Jens and Ken:

Thank you for your responses. I believe I now understand in part as to what is happening as to the streams. Let me take the output "trigger" first. The Stream Programming Guide states: "if the delegate receives an NSStreamEventHasSpaceAvailable event and does not write anything to the stream, it does not receive further space- available events from the run loop until the NSOutputStream object receives more bytes." This may answer the question of the "trigger", which is I now believe is simply the write statement. That means that instead of doing a polling loop outside of the delegate, (or doing writes inside the NSStreamEventHasBytesAvailable section of the delegate during reads) I think that all one needs to do is to write one byte in the "external" function, then handle the rest of the writes through the delegate NSStreamEventHasSpaceAvailable event. That should be a lot easier than doing a custom polling loop and trying to resolve the space available issues outside of the delegate. In other words, it seems that the delegate should do it for you after doing a one byte write.

I'll let you know how it works out. And I will address the other questions after I have tested this issue.

Best regards,

John

On May 18, 2008, at 11:10 AM, Jens Alfke wrote:


On 18 May '08, at 8:50 AM, John MacMullin wrote:

I modified slightly the Echo Server code sample from Apple with the following results. One, I couldn't stream a large file from a polling routine. More than likely it would cancel because of a Sigterm 15.

Whenever you report a crash, a backtrace is very helpful. Or at least tell us what function/method the crash was in. This shouldn't crash, so the problem is probably in something in your code.

It appears from reading the docs that the user cannot detect the end of a stream and that the NSStreamEventEndEncountered only detects a close.

"End of stream" and "close" are the same thing: a TCP input stream ends when the other side closes the connection (or crashes...)

Two, when unarchiving a file in a client input stream delegate method, if the stream terminated from the server because it was too large, the client terminates on an unarchiver error because it didn't get the whole stream.

A stream won't ever terminate due to length. You can send gigabyte after gigabyte over a TCP stream, as many happy BitTorrent users can attest ;-)

But yes, if the incoming stream closed before sending all the data the reader needed, then I would expect the reader to report an error. This shouldn't cause a crash, though; it sounds like your code isn't handling the error gracefully.

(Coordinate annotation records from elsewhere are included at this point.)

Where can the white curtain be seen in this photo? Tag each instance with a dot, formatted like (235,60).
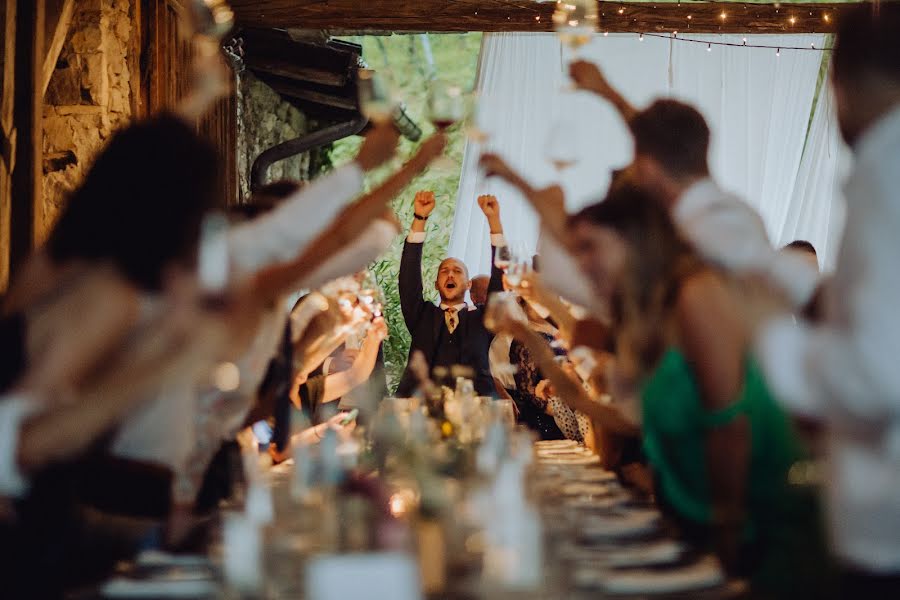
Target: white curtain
(515,71)
(757,103)
(817,208)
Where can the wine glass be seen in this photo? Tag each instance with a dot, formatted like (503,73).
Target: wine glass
(477,127)
(376,101)
(502,258)
(563,145)
(575,22)
(446,106)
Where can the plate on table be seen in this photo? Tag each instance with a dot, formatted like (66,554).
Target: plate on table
(124,587)
(586,489)
(593,459)
(632,523)
(597,476)
(544,444)
(598,503)
(703,574)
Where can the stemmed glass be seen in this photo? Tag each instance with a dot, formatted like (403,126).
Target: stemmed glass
(563,145)
(376,100)
(575,22)
(446,106)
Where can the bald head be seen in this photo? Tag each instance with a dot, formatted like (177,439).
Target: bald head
(452,281)
(478,291)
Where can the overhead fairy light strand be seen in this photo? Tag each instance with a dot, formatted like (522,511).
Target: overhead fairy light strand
(742,44)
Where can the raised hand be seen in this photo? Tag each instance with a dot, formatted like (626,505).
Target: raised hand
(424,203)
(588,76)
(494,166)
(378,148)
(489,206)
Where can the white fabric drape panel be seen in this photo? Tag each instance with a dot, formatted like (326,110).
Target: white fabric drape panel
(757,105)
(817,209)
(516,72)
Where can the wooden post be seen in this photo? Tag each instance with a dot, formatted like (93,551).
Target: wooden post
(26,206)
(7,138)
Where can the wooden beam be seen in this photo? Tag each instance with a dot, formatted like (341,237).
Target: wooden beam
(8,23)
(26,207)
(282,68)
(530,15)
(288,90)
(58,17)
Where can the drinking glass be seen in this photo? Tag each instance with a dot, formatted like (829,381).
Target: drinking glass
(502,258)
(376,100)
(563,145)
(446,106)
(575,22)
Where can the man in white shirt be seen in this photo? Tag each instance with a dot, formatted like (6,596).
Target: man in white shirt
(671,148)
(845,372)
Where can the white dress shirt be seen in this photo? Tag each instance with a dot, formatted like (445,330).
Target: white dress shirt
(13,412)
(846,371)
(501,369)
(561,274)
(728,232)
(280,235)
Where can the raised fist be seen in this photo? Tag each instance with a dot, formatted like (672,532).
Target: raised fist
(424,203)
(489,206)
(379,147)
(588,76)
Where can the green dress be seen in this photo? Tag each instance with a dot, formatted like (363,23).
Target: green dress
(783,533)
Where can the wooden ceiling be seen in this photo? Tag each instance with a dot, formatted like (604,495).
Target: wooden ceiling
(529,15)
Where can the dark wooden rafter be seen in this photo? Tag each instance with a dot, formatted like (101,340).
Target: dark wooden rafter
(529,15)
(57,19)
(26,206)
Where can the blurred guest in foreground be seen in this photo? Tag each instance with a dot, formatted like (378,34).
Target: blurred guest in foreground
(718,443)
(844,372)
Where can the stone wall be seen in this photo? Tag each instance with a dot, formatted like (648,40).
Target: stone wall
(264,119)
(89,95)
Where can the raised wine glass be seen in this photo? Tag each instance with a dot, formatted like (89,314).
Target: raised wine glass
(563,145)
(446,107)
(376,100)
(575,22)
(502,258)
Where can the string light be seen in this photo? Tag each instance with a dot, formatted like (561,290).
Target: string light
(743,44)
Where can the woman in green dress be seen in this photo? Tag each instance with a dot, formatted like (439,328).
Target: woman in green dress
(720,447)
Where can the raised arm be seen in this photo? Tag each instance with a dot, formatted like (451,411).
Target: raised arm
(349,226)
(588,76)
(340,384)
(568,390)
(549,203)
(411,286)
(491,209)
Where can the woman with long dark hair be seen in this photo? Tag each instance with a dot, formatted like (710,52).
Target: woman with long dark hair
(720,447)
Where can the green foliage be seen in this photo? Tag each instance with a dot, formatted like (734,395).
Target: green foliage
(455,58)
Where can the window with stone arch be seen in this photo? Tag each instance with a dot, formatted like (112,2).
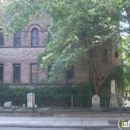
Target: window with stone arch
(1,38)
(34,37)
(105,55)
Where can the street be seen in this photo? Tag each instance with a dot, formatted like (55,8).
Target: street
(93,128)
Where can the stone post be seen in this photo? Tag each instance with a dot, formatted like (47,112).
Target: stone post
(96,103)
(30,100)
(113,100)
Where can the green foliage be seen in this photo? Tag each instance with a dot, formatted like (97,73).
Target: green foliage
(118,76)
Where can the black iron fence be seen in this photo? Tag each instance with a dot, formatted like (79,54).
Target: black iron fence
(60,103)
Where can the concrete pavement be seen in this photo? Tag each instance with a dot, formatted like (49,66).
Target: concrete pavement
(52,122)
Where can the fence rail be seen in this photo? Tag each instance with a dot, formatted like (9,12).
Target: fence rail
(60,103)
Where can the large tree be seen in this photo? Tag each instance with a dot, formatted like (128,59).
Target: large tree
(77,26)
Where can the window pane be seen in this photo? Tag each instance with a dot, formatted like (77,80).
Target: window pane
(17,39)
(34,68)
(17,42)
(1,38)
(70,75)
(34,73)
(35,33)
(34,78)
(34,37)
(105,55)
(1,41)
(1,73)
(34,42)
(16,76)
(17,35)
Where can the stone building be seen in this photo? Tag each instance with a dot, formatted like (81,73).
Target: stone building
(19,52)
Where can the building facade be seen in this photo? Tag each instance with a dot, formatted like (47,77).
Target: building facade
(19,52)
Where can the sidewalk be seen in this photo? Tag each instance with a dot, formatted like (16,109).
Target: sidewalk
(52,122)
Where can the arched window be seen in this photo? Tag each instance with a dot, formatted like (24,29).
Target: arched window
(1,38)
(105,55)
(17,39)
(34,37)
(70,75)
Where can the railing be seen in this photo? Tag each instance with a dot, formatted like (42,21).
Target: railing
(59,103)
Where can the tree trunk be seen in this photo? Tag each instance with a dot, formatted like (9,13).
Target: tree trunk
(96,90)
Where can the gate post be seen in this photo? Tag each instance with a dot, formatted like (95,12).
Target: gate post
(72,103)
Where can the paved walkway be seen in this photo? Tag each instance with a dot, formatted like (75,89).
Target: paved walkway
(48,122)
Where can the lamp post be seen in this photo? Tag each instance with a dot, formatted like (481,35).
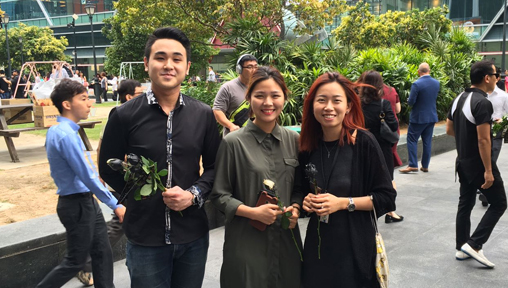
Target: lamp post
(5,21)
(503,48)
(21,48)
(75,52)
(90,10)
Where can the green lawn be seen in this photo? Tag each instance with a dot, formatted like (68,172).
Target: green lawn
(93,134)
(110,103)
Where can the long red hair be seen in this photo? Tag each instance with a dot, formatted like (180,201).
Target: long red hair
(311,129)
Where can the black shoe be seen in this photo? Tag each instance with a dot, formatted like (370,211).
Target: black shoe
(390,219)
(482,198)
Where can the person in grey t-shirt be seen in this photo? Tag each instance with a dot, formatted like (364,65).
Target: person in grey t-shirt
(232,93)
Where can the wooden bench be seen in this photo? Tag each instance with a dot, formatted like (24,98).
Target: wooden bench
(8,133)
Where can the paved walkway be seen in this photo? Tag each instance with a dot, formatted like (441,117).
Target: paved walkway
(421,249)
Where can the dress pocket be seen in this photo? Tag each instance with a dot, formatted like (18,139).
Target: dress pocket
(290,165)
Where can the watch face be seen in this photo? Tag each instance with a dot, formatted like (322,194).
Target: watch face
(351,207)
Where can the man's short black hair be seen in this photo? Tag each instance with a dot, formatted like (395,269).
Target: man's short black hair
(479,70)
(65,91)
(168,33)
(247,58)
(127,87)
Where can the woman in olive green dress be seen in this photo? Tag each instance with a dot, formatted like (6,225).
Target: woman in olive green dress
(261,150)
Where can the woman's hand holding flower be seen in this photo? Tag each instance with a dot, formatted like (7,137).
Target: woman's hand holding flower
(267,213)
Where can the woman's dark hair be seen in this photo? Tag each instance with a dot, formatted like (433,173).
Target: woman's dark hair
(373,91)
(65,91)
(127,87)
(168,33)
(479,70)
(311,128)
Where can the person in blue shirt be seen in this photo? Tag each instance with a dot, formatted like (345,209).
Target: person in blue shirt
(77,180)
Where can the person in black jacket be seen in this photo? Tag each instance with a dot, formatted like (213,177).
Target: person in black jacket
(167,232)
(469,121)
(352,178)
(372,104)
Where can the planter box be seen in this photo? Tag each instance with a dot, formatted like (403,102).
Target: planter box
(24,118)
(45,116)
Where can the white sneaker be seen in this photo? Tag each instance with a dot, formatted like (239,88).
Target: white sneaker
(478,256)
(459,255)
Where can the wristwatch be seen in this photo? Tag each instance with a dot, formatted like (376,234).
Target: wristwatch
(351,206)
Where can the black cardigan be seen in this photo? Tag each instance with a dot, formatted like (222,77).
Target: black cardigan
(370,177)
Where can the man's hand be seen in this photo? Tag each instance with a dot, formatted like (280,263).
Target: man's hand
(120,212)
(295,214)
(489,180)
(233,128)
(307,203)
(177,199)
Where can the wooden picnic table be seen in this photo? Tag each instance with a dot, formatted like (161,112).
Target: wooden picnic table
(8,134)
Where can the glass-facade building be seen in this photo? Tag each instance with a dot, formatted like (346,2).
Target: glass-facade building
(57,14)
(484,16)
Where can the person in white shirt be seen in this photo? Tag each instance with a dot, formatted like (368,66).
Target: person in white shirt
(114,84)
(211,75)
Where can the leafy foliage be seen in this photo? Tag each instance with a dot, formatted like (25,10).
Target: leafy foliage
(135,20)
(362,30)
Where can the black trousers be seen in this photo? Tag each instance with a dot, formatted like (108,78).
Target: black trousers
(104,93)
(496,197)
(86,234)
(497,143)
(115,233)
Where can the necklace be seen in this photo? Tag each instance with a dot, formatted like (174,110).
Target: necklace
(334,143)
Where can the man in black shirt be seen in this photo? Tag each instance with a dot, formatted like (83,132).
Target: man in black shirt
(4,86)
(470,121)
(167,232)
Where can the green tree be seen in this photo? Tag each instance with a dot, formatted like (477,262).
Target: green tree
(362,30)
(39,44)
(135,20)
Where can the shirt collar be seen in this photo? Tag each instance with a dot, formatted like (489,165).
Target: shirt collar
(71,123)
(260,135)
(496,91)
(153,101)
(477,90)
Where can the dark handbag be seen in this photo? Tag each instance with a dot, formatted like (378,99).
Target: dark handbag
(384,130)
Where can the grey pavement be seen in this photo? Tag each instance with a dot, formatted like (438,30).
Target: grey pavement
(421,249)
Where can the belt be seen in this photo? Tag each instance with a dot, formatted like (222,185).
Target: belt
(77,195)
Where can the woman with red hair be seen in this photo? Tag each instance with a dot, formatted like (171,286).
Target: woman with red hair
(350,174)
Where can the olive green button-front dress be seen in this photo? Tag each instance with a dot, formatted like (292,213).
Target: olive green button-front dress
(253,258)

Third, the output stream methods shown in Echo Server are polling methods, not delegate methods.

The CocoaEcho sample? I just looked at it, and you're right. The writing code is badly designed. The client will block in a 'while' loop until all the data is sent, and the server code will simply drop response data on the floor if there isn't room to send it. I just filed feedback on the web page for the sample.

1. How do I stream a large file between connections or is NSStream the wrong tool? Can the stream size be modified?

Most of the CocoaEcho code is reasonable as a base for doing this. Rip out the server-side code that echoes the data back, and instead write the data to a file.

On the client/sender side, it's best to use the 'spaceAvailable' delegate call, as you said. In response to that call, read some data from the file into a buffer, then write it to the stream. Something like 4k will do. Pay attention to the return value of the write, which tells you how many bytes actually got written, and advance a file-position instance variable by that amount. That'll tell you the position to read from in the input file next time.

2. What is the largest stream size?

There isn't one. TCP was designed to handle arbitrary length streams. There are internal byte counters but they just wrap around harmlessly after 4GB.

3. Is it possible to detect a valid archive before I unarchive it, or do I simply have to intercept the exception?

No. If you have data in archive format, you have to just hand it to NSUnarchiver and wrap the call in @try/@catch.

But you said you were sending a file? In that case you should just send it as a stream of bytes. If you're reading the entire file into an NSData and then sending that with NSArchiver, that's a huge amount of overhead for no gain.

4. How does one trigger and make available a file an output stream so that the delegate methods can be used?

I don't understand that question. Can you give more detail? (Or perhaps I answered it above under #1.)